In den 13 Songs auf "Yes, Virginia" setzen sich Palmer/Viglione einmal mehr mit den ganz universellen Themen des Lebens auseinander: Sex, Liebe, Angst, Schmerz, Drogen. Den Sinn fürs Absurde lassen sie aber auch auf ihrem zweiten Album wieder nicht vermissen: So zum Beispiel in "Mandy Goes To Med School", in dem illegale Abtreibung verniedlicht wird und den schwarzen Humor der Beiden wiederspiegelt. Mit großem Pathos erzählen "My Alcoholic Friend" oder "Sex Changes" großartige, alltägliche Geschichten, bei "First Orgasm" oder "Me & The Minibar" legt Amanda Palmer hinter ihrem Piano feine, zerbrechliche Geständnisse ab.

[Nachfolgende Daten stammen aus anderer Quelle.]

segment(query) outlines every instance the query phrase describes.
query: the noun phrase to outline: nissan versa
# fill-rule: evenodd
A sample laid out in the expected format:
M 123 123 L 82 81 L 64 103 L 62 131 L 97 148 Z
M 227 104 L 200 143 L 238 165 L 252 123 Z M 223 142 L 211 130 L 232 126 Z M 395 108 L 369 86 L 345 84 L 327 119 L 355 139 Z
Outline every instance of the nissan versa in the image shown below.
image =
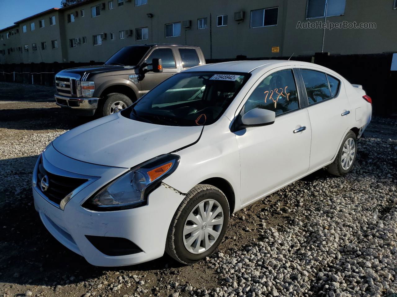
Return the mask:
M 165 251 L 194 263 L 231 214 L 323 167 L 350 171 L 371 114 L 360 86 L 314 64 L 197 66 L 52 141 L 34 169 L 35 205 L 94 265 Z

Überhaupt beweisen The Dresden Dolls auf "Yes, Virginia" einmal mehr ihre Fähigkeiten für bewegende Balladen wie alleine das großartige Delilah eindrucksvoll belegt. Der Etikette Punk-Cabarett am ehesten gerecht werden die schnelleren Songs des Album wie "Modern Moonlight", das zum würdigen Nachfolger der Hitsingle "Coin-operated Boy" avancieren dürfte, oder "Necessary Evil", bei den Viglione seine Fähigkeiten an den Drums bestätigt. Sing dagegen, der letzte Track des Albums und zugleich die erste Singleauskopplung, ist erneut ein eher balladesker Song mit fragilen, aber positiven Zügen. "Life is no cabaret, we're inviting you anyway", bekennt Amanda Palmer in diesem. Eine Absage an die eigene Reduktion auf die Weil-Brecht-Punk-Kabarett-Klassifizierung? Vielleicht die simple Einladung in die Welt zweier Musiker, die kein Kabarett ist, in der Kabarett aber verbindendes Element und zugleich Symbol für Individualität ist.